— Докладывай, что Григорий Иванович передавал? В первую очередь, как там Оля?
Я понурилась.
— Да, да… — у Алексея Владимировича легла на переносье складка. — Чем меньше о разведчике говорят вслух, тем ему легче работается. А работать трудно чертовски! Вологда — глубокий тыл, между тем и здесь обстановка накаленная. Офицерские заговоры. Интриги эсеров. По уездам, в Шексне, в Череповце действуют кулаки. Да саботажники, спекулянты… Откровенно говоря, поддашься иногда слабости, измотанный донельзя, и мечтаешь о фронте: на войне легче в открытом бою. Но если в армейских тылах столь сложно, то что же за линией фронта, там, где вы, Григорий Иванович, Оля?
Я закусила губу. У каждого есть или впереди предстоит Темная Рамень, в этом все дело с Олей у нас было все пополам, на двоих: от последней корки хлеба из нищенской сумы до травы в росе, от темных деревенских закоулков до костерика потайного, теплинки малой. А она и в лаптях была, да не своя!
Гуляет под яблонями петух. Чудо, что за роскошный кавалер: жилет — атлас блестящий, гребень короной, на ногах шпоры. Звенят шпоры, ах, названивают: разве не мило, что у конспиративной квартиры чекистов гуляет петушок?
Вдруг двери настежь, Серега был бледен, глаза блуждали.
— Что? — встревоженно поднялся Алексей Владимирович.
— Пакет пуст. Тысячу же раз проверял! Клянусь, был цел всю дорогу. До последнего узелочка.
— Узелочки? — шепотом вскрикнул дядя Леша. — Раззява!
Белоглазов выложил на стол кобуру и сумку, моток дратвы, распечатанный конверт.
— Виноват, убить меня мало.
Его пожилой молчаливый спутник покашливал в сенях.
Алексей Владимирович перебирал листки из пакета. Ни строки на них, ни буковки единой.
— Вы напрасно расстраиваетесь, — проговорила я, мало-помалу приходя в себя. — Пакет же из тайника. Видно, подложный. Для отвода глаз, я думаю.
Чуть было я не ляпнула, что так Оля учила: ни шагу без страховки и тройной конспирации.

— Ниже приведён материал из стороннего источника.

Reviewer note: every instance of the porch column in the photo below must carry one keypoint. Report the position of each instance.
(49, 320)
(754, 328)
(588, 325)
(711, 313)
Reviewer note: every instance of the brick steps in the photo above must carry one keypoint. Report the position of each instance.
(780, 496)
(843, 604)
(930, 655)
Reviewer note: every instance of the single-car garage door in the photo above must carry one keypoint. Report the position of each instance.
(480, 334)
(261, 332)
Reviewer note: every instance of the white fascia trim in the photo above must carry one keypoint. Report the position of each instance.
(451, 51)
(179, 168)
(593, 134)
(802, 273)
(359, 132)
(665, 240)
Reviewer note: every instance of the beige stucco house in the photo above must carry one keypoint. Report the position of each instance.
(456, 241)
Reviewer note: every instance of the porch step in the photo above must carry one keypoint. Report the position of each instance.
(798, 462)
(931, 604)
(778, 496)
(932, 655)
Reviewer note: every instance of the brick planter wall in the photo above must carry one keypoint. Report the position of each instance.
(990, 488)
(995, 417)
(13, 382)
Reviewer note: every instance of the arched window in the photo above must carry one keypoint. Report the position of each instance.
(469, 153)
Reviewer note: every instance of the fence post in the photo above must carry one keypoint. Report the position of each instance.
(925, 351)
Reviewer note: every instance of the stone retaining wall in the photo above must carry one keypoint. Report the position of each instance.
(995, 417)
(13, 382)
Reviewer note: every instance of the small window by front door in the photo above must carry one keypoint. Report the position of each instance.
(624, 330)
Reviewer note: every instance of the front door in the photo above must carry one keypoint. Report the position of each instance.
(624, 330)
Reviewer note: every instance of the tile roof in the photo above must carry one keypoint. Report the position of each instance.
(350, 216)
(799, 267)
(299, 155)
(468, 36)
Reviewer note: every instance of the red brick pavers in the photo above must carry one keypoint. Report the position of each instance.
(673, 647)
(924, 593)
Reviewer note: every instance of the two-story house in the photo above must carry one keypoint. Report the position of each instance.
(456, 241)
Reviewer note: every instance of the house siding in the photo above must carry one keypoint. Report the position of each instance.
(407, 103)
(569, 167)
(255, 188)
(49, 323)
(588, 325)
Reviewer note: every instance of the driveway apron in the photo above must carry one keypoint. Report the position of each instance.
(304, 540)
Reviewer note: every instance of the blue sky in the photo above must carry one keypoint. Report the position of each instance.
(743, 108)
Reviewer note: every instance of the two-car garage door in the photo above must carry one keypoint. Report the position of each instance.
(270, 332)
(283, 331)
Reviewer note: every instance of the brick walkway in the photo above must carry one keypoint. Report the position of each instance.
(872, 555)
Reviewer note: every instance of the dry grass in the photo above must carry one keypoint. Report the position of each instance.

У меня в косе тряпочки. Бумажка в тряпочках. С цифрами. Цифры, и больше ничего. А еще сахарок в бумажке. Накладная вроде бы. На мыло, на сапоги. Через копирку написано, едва что разберешь.
— Помяните мое слово, не будет из нее путевой старухи, — бормотал Серега.
Бережно принял мои бумажки Алексей Владимирович и упрекнул его:
— Все фокусничаешь?
— Да тип подозрительный там ошивался. Картузик хромовый, выправка офицерская. Руки чесались по-свойски его приголубить, я воскликнула:
— Серега, это же Пахолков! И не ошивался он, просто наблюдал для страховки.
Под яблонями гулял петушок: маслена головушка, шелкова бородушка, корона набекрень.
* * *
Листопад в Вологде. Подует ветер — и метут алые, порошат желтые метели.
Липы на углу Жулвунцовской и Екатерининско-Дворянской, тополя Александровского сада держат на себе золотые вороха: долго еще не иссякнуть цветным метелям в Вологде.
Покинув гостиницу «Золотой якорь», занимаемую отделами штаба, я любила пройтись по улицам, чтобы при виде домишек деревянных, куполов церквей, нарядных лип подумать: а в Раменье-то как?
Федя убит…
Не верится, что был недавно класс, черные липы, играли мы в палочку-выручалочку, Федя раз в церковь спрятался, я его бранила: «Ужо тебя поп на горох голыми коленками поставит!»
По поручению отца я попросила дядю Лешу навести справки о солдатах, помогавших схватить Высоковского, и от себя прибавила о Феде. В ответ получила: солдаты до наших не дошли, пропали без вести, а Федя — убит.
«Пал на поле боя за мировую революцию»… А он меня лягушками пугал!
На Кирилловской площади обучаются новобранцы. Маршируют лапти, азямы и сермяги с деревянными винтовками под командой шишкастого шлема с огромной матерчатой звездой:
— Ать-два, левой! Ать-два!
У булочной очередь.
Нищенка, известная всей Вологде Пятачковая барыня, шлепает валенками по лужам: зимой, сказывают, она выходит с зонтиком, летом и осенью, до снега, обретается в валенках и шубе.
Осень в Вологде. Листопад.
Над городом кричат паровозные гудки: мчат составы из стиснутых фронтами глубин России на Вятку, Урал, в Пермь и Котлас. В стань осеннюю забубенно рыдают тальянки, несутся молодые голоса:
Смело мы в бой пойдем
За власть Советов
И, как один, умрем
В борьбе за это!
Пробренчат ключи в коридоре, надзиратель Шестерка заглянет в камеру, пошаркает дальше, и вновь цепенеет сонно каменная громада тюремного замка.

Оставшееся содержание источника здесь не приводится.